On Sept. 1, Ludlow returned to Forward Operating Base Yusufiyah from Patrol Base Dragon, where he moved in August with the majority of 4-31 Inf., to present the money to the little girl and her father.
It would be the last time Ludlow would ever get to see this young patient who has inspired him to focus his future medical aspirations in pediatrics. Yet initially, he was not expecting to go.
“I had already said my goodbyes,” said Ludlow. “But, I changed my mind at the last moment.”
It was a short and simple ceremony, in which the medic presented Tebarek’s father with enough of the money raised to cover the surgery - $1000. The unit saved the rest of the money for another Iraqi child who needed heart surgery to correct a congenital defect.
Due to combat operations which coincided with the presentation, Arabic translators were limited, but, words were not really necessary.

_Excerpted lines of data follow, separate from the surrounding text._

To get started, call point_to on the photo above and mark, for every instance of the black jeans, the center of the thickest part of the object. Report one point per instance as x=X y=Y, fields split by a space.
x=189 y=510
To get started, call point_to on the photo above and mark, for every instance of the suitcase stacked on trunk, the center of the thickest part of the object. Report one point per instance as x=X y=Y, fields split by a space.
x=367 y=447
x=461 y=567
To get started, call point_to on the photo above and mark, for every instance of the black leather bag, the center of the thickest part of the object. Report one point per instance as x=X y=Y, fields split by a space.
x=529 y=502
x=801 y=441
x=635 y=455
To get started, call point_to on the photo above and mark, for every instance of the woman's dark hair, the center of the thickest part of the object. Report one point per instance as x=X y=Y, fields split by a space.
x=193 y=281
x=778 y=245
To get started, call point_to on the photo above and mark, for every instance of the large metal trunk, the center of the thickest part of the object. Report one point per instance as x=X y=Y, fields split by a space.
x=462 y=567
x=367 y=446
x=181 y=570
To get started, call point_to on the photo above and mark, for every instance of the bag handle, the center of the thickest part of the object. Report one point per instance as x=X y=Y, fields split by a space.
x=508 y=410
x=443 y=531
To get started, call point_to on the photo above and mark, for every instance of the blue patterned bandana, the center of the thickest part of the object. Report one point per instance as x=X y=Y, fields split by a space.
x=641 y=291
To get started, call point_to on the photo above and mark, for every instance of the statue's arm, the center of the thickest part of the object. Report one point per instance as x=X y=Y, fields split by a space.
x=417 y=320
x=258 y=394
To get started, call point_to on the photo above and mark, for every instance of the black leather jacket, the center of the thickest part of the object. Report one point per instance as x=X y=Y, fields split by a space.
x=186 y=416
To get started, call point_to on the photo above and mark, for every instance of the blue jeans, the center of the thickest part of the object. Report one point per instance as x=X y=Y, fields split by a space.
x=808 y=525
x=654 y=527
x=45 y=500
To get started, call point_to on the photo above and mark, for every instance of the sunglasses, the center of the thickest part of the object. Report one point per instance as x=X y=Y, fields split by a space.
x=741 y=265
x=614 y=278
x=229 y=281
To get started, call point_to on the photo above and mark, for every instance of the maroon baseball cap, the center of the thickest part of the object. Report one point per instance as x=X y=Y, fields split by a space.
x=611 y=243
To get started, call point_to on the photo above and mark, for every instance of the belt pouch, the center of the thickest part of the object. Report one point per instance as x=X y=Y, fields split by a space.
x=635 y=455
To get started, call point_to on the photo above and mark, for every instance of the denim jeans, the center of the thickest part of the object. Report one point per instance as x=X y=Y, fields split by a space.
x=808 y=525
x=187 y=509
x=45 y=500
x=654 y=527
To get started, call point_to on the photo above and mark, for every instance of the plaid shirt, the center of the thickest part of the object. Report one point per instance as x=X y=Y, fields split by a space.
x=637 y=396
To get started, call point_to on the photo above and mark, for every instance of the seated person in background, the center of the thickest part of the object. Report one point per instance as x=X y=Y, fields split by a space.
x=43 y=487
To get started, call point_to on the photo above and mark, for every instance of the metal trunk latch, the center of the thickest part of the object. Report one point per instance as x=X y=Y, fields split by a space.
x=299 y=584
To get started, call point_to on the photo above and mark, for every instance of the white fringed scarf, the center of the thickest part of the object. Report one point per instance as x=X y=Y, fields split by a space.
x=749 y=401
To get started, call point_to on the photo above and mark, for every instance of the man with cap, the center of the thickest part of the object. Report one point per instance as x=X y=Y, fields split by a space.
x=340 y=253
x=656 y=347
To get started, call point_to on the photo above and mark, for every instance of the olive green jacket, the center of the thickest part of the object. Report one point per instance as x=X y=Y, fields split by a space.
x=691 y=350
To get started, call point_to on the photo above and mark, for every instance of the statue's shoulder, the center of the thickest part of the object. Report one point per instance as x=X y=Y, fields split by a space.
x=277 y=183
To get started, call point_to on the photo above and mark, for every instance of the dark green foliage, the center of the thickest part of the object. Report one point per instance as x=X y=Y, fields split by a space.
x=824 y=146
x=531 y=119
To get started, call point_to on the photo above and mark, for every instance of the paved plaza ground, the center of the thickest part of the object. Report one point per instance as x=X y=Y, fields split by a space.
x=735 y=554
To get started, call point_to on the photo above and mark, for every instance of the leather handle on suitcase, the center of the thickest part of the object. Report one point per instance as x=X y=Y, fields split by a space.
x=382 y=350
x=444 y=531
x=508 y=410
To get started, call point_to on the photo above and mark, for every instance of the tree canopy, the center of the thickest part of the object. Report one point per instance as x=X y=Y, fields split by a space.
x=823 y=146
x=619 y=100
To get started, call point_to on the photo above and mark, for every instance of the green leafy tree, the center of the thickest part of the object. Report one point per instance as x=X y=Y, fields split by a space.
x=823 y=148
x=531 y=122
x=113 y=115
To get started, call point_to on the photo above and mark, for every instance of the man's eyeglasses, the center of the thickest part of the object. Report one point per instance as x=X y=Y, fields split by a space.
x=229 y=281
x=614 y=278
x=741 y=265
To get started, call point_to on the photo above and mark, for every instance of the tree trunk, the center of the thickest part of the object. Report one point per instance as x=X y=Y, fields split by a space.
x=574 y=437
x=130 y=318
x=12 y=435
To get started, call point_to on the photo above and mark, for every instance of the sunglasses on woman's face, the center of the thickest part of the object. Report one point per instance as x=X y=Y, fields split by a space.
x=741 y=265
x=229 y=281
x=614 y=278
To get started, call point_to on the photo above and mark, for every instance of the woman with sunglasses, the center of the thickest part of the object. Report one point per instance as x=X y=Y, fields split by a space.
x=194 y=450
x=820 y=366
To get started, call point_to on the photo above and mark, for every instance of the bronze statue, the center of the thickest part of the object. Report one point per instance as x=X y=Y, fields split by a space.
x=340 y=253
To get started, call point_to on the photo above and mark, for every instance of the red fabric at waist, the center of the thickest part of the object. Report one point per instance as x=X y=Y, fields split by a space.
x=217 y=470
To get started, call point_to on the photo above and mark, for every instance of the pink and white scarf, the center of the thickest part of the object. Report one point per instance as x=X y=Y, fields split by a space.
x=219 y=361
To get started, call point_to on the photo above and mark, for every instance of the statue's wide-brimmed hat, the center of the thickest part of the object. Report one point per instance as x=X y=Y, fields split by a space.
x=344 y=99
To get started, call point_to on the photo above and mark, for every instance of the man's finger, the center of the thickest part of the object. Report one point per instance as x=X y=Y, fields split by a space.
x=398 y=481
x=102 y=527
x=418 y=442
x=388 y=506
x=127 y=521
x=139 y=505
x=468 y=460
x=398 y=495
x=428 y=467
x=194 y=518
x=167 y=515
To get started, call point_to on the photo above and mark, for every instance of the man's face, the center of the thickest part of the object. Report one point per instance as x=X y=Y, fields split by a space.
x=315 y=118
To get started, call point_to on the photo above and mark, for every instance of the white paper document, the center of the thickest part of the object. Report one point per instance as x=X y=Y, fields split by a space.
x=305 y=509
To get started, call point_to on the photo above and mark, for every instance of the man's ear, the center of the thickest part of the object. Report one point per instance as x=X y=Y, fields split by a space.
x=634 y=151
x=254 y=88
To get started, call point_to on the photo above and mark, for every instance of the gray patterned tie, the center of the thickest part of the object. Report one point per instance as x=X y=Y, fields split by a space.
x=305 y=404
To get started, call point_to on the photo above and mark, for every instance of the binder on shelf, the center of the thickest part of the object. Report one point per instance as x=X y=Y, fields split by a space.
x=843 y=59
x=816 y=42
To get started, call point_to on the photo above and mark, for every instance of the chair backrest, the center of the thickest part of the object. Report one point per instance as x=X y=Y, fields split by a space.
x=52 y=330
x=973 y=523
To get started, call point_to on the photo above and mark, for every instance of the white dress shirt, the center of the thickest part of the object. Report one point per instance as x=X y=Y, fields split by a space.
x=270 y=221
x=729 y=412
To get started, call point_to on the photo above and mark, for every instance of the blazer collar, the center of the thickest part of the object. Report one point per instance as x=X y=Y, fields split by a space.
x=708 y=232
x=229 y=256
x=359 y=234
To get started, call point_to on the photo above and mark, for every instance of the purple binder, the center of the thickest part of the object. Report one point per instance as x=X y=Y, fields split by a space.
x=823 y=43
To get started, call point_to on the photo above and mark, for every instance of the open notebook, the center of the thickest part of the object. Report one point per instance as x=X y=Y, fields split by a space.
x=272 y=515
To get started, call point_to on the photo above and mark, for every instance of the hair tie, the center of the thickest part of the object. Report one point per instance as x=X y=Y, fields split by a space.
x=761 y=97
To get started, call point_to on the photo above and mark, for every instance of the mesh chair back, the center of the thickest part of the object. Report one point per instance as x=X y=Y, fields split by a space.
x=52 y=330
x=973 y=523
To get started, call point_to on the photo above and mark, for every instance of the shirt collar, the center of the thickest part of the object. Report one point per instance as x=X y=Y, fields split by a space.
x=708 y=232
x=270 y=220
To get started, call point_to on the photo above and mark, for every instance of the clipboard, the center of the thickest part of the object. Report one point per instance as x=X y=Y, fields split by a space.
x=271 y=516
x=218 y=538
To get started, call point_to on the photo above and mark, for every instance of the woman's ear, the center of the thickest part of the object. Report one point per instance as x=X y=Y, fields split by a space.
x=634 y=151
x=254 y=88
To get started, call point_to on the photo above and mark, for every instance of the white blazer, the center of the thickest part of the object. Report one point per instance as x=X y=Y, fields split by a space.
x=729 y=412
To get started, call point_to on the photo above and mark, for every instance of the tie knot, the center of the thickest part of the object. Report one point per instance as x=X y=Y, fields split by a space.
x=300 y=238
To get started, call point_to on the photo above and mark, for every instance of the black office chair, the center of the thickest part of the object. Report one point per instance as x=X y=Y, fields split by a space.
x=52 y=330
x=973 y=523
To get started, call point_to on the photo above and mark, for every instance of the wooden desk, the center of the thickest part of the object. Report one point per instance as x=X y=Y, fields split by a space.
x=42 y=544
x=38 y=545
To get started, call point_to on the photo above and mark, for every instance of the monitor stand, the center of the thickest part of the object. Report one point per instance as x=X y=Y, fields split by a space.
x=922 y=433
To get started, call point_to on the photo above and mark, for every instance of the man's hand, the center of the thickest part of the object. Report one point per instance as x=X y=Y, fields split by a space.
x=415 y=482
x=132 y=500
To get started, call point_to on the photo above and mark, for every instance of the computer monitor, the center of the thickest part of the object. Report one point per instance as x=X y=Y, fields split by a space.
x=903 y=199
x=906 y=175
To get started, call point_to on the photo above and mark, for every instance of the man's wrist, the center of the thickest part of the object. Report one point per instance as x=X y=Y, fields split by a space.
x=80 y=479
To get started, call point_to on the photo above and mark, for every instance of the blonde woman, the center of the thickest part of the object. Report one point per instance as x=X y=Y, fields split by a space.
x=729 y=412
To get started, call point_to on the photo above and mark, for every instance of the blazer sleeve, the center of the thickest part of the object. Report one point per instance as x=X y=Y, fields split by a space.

When Ludlow presented the money to Tebarek’s father he already knew what it was for. And his gratitude was immeasurable.
Although he has no way of knowing, Ludlow assumes Tebarek has already had her surgery. Her dad seemed anxious to get it done even before he received the financial help.
“You don’t see many fathers react to their kids the way he reacted to her,” said Ludlow sounding impressed.
There was a lot of love surrounding Tebarek, and that is what saved her life.
Though he admits to missing his sessions with the little girl, Ludlow agreed that it was time for them both to move on.
Tebarek will be starting school in a couple months, and with her latest surgery, she will be just another normal child.